First, a little background. For two decades before the advent of the World Wide Web, researchers used the Internet to offer each other direct access to their data, for email and to participate in discussions. One result was that prominent researchers were overwhelmed with correspondence. It was partly to deal with this problem that Robert Cailliau at CERN helped to invent the World Wide Web – to be able to simply flag information that he had already posted online.
The World Wide Web made it relatively easy for anyone prepared to learn basic HTML coding to publish to the world. Many of these people had jobs dealing with correspondence or writing reports, but now they were no longer writing for a clearly defined audience known to them.
Instead they needed to carry out an essential editorial task: to review a text from the points of view of multiple potential readers and to refine it to make sense to all. They had to ask important questions: Will the least-informed target readers be able to grasp the information? Will they know what “ICT” or “SME” mean, for example? If the text is to be read in people’s second or third language, does it contain any cultural references or attempts at humour that could be misunderstood?
Then came Web 2.0, which made widespread publication accessible to anyone who could type. Now hundreds of millions of people face those same editorial challenges. So in principle, Internet users could all benefit from a certain amount of training in editorial and communications skills. But policymakers also need to focus on developing Internet users’ “defensive” abilities, because of the wide range of privacy problems posed by Web 2.0.

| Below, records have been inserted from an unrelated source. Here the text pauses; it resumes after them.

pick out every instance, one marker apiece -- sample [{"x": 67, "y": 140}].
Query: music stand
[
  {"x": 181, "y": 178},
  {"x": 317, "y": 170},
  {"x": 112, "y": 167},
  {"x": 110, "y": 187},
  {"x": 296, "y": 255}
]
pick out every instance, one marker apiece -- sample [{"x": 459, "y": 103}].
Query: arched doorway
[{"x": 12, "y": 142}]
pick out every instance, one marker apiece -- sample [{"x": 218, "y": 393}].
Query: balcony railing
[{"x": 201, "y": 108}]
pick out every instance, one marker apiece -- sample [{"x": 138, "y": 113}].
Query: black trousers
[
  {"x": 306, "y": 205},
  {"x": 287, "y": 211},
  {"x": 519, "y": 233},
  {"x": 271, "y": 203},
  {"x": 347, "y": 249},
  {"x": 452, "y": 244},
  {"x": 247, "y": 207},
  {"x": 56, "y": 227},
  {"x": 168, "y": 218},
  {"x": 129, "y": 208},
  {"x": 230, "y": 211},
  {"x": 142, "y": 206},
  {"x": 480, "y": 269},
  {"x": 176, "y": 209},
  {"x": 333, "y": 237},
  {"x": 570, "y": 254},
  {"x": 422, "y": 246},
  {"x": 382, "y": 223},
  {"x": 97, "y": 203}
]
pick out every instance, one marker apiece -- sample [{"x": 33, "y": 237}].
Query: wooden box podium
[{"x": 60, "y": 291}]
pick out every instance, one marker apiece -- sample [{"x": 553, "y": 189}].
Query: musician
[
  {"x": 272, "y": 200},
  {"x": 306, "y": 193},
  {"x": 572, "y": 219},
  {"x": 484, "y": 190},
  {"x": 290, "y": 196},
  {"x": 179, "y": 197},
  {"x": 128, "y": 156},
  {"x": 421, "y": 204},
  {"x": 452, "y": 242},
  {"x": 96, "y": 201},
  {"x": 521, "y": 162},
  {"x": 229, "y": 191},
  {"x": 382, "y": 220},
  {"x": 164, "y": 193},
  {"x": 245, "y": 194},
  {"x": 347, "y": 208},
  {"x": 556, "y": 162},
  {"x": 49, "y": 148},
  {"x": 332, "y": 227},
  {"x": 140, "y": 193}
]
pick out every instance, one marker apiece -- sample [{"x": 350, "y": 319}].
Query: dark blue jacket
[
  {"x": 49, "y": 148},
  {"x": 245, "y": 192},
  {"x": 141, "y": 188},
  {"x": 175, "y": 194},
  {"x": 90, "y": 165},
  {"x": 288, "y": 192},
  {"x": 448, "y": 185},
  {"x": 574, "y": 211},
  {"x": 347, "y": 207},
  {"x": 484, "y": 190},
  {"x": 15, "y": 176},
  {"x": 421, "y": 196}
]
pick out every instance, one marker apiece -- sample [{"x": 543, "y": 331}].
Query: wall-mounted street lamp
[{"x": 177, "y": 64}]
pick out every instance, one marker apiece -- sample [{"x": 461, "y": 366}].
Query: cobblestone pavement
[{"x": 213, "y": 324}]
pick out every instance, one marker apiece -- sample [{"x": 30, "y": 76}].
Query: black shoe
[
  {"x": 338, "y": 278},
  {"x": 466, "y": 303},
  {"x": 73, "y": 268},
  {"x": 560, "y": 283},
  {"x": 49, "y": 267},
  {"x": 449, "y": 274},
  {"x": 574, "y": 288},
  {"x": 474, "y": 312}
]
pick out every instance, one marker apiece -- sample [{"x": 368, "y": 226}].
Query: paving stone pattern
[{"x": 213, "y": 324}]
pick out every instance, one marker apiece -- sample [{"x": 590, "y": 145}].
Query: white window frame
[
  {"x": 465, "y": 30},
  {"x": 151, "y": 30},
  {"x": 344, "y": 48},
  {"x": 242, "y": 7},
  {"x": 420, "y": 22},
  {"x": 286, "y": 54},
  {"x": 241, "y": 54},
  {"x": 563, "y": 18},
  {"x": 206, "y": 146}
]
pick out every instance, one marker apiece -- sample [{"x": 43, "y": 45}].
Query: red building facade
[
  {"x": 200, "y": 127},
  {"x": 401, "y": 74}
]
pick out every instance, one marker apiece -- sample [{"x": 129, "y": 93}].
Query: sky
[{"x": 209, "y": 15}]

Confidentiality issues are not new to social media. But users – especially among the younger generation – need to be drilled in appreciating that postings and images they create may be viewable beyond their intended audience. They also need to be aware that material they post online may be in the public domain to the extent that it can be legitimately be reused by others.

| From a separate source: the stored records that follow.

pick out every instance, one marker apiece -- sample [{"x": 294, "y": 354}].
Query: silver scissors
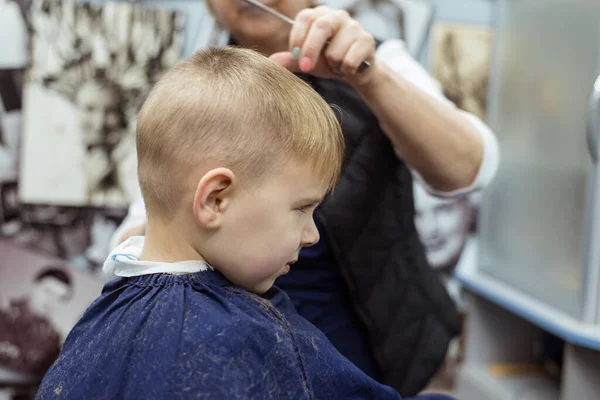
[{"x": 364, "y": 65}]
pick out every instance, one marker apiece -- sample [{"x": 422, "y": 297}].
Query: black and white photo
[
  {"x": 91, "y": 68},
  {"x": 41, "y": 299}
]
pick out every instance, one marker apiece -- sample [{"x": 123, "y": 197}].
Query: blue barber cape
[{"x": 197, "y": 336}]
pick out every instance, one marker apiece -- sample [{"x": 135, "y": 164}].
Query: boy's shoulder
[{"x": 213, "y": 341}]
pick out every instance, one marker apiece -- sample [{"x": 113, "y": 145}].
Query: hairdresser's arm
[
  {"x": 395, "y": 56},
  {"x": 432, "y": 136}
]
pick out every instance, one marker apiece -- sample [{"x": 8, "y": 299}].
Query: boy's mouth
[{"x": 289, "y": 265}]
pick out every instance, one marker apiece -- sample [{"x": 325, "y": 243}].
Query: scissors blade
[
  {"x": 279, "y": 15},
  {"x": 364, "y": 65}
]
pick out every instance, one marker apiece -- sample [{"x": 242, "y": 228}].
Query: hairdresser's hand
[{"x": 332, "y": 45}]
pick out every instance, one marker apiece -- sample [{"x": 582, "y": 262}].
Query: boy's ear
[{"x": 212, "y": 197}]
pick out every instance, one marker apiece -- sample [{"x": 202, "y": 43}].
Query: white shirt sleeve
[{"x": 395, "y": 55}]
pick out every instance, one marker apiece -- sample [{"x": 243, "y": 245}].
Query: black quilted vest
[{"x": 369, "y": 220}]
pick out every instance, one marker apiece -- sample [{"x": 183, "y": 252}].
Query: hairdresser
[{"x": 367, "y": 284}]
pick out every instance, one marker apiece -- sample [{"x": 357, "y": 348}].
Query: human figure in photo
[
  {"x": 29, "y": 342},
  {"x": 101, "y": 125},
  {"x": 443, "y": 225}
]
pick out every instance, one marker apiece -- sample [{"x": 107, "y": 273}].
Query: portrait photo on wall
[
  {"x": 460, "y": 59},
  {"x": 444, "y": 226},
  {"x": 41, "y": 299},
  {"x": 91, "y": 67},
  {"x": 79, "y": 235}
]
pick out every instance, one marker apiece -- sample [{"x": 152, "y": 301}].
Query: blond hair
[{"x": 233, "y": 108}]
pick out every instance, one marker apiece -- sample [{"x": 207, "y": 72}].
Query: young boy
[{"x": 234, "y": 155}]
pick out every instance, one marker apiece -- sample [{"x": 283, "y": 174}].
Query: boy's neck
[{"x": 165, "y": 244}]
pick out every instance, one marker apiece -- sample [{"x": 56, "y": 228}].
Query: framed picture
[
  {"x": 91, "y": 69},
  {"x": 460, "y": 58},
  {"x": 41, "y": 299}
]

Of course, many Internet users are basically consumers rather than authors of online information. As such, users need to be made aware of the importance of a healthy dose of “organised scepticism” – to borrow a phrase used last year by former UK Chief Scientific Adviser Robert May to characterise science. He added: “Science is a powerful way of asking the right question, no more, no less.”
The same applies to Internet users. They are required to be their own editor and fact-checker. They should to be aware of the potential for conflict of interest in the provenance of every piece of data they come across. They need to ask, for example, if a certain email message does, in fact, come from their bank. They also need to ask if products advertised online or in email shots – anything from software that magically speeds up your Internet connection to stick-on patches claimed to protect against supposed mobile phone radiation – will really do what it says “on the label” or are in fact akin to snake oil.

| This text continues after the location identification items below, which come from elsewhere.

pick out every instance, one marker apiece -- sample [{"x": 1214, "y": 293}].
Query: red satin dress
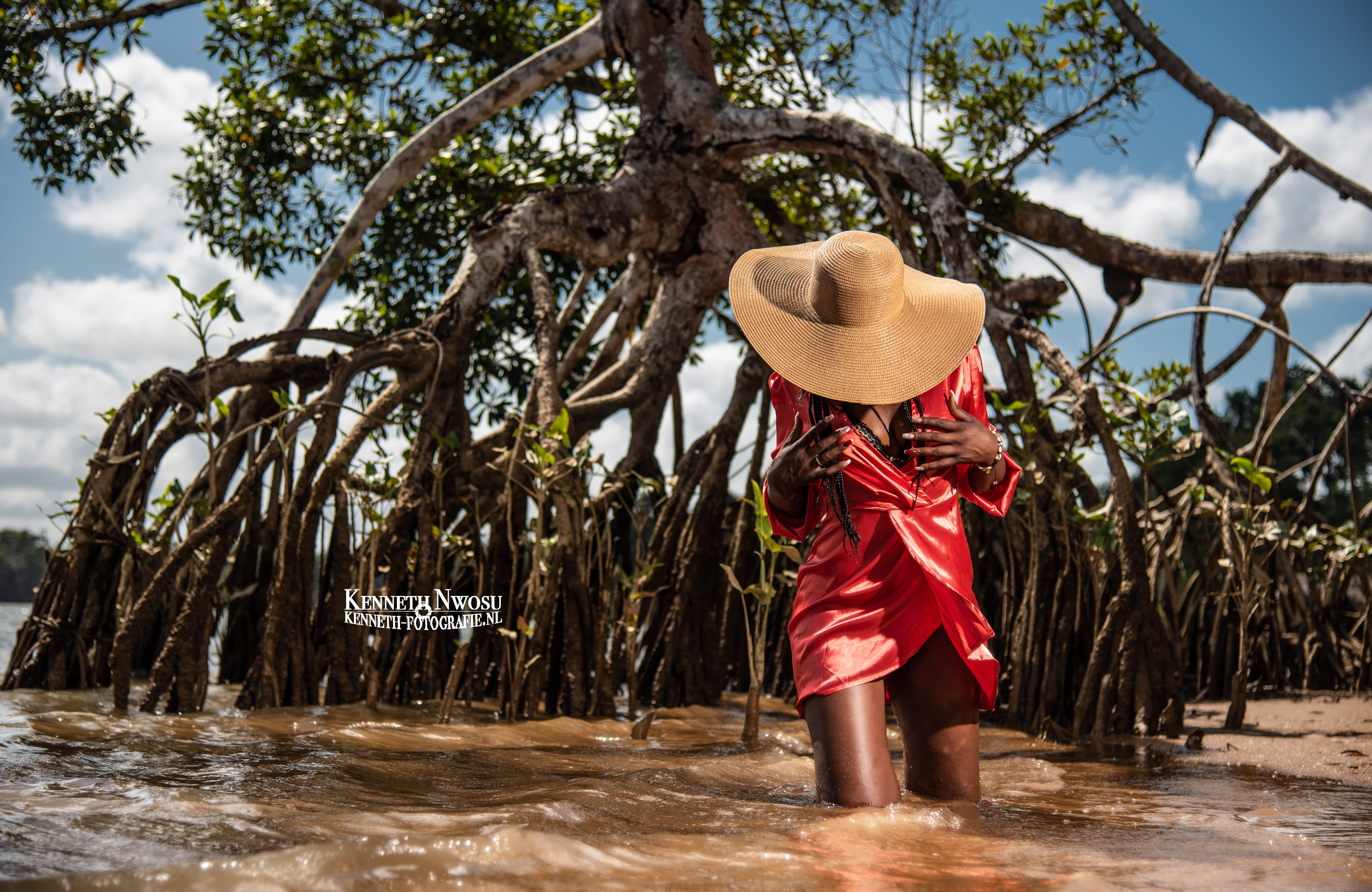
[{"x": 858, "y": 620}]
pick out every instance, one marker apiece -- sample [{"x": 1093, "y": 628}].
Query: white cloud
[
  {"x": 1300, "y": 213},
  {"x": 47, "y": 407},
  {"x": 94, "y": 337},
  {"x": 1145, "y": 209},
  {"x": 140, "y": 201},
  {"x": 1355, "y": 362}
]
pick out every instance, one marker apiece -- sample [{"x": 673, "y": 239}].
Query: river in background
[{"x": 346, "y": 798}]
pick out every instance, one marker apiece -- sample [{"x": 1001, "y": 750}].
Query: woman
[{"x": 882, "y": 425}]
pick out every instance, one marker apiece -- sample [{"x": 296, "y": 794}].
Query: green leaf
[
  {"x": 547, "y": 458},
  {"x": 1253, "y": 474},
  {"x": 764, "y": 522}
]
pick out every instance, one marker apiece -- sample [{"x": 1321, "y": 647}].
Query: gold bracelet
[{"x": 1001, "y": 451}]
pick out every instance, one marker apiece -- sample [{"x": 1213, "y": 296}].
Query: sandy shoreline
[{"x": 1316, "y": 735}]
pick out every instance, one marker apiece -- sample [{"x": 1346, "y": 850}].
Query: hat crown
[{"x": 858, "y": 281}]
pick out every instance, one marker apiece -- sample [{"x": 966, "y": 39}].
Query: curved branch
[
  {"x": 337, "y": 335},
  {"x": 1241, "y": 113},
  {"x": 98, "y": 22},
  {"x": 575, "y": 51},
  {"x": 1052, "y": 227},
  {"x": 1086, "y": 318},
  {"x": 1252, "y": 320},
  {"x": 1198, "y": 382},
  {"x": 745, "y": 132}
]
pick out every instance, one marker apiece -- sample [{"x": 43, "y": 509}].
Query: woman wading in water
[{"x": 882, "y": 425}]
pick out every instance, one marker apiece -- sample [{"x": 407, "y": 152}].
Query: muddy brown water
[{"x": 353, "y": 799}]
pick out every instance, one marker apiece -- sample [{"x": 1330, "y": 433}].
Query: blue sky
[{"x": 86, "y": 311}]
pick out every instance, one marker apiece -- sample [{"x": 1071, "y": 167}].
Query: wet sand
[
  {"x": 349, "y": 798},
  {"x": 1316, "y": 735}
]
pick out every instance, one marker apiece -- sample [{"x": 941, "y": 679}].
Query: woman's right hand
[{"x": 803, "y": 459}]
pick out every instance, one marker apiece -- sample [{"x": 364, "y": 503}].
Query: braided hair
[{"x": 820, "y": 408}]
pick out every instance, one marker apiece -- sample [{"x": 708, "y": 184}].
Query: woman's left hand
[{"x": 958, "y": 441}]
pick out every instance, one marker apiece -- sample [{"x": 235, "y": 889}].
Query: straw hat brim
[{"x": 895, "y": 360}]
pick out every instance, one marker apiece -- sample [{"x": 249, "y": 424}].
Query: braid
[
  {"x": 820, "y": 408},
  {"x": 920, "y": 473}
]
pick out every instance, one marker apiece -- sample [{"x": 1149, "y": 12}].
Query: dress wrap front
[{"x": 858, "y": 620}]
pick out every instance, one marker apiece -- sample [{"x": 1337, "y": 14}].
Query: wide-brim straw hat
[{"x": 846, "y": 319}]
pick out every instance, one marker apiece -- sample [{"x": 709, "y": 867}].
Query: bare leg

As the Internet pervades the economy and society, governments, schools and universities will need to take a multidisciplinary approach to the skills required for digital communications. Training focused on communications skills, “netiquette” and privacy considerations should help users present themselves and their opinions effectively and steer clear of potential pitfalls on the web. And they will also need to be introduced to the importance of healthy scepticism – although so far, there isn’t any specific course focused on imparting that mindset.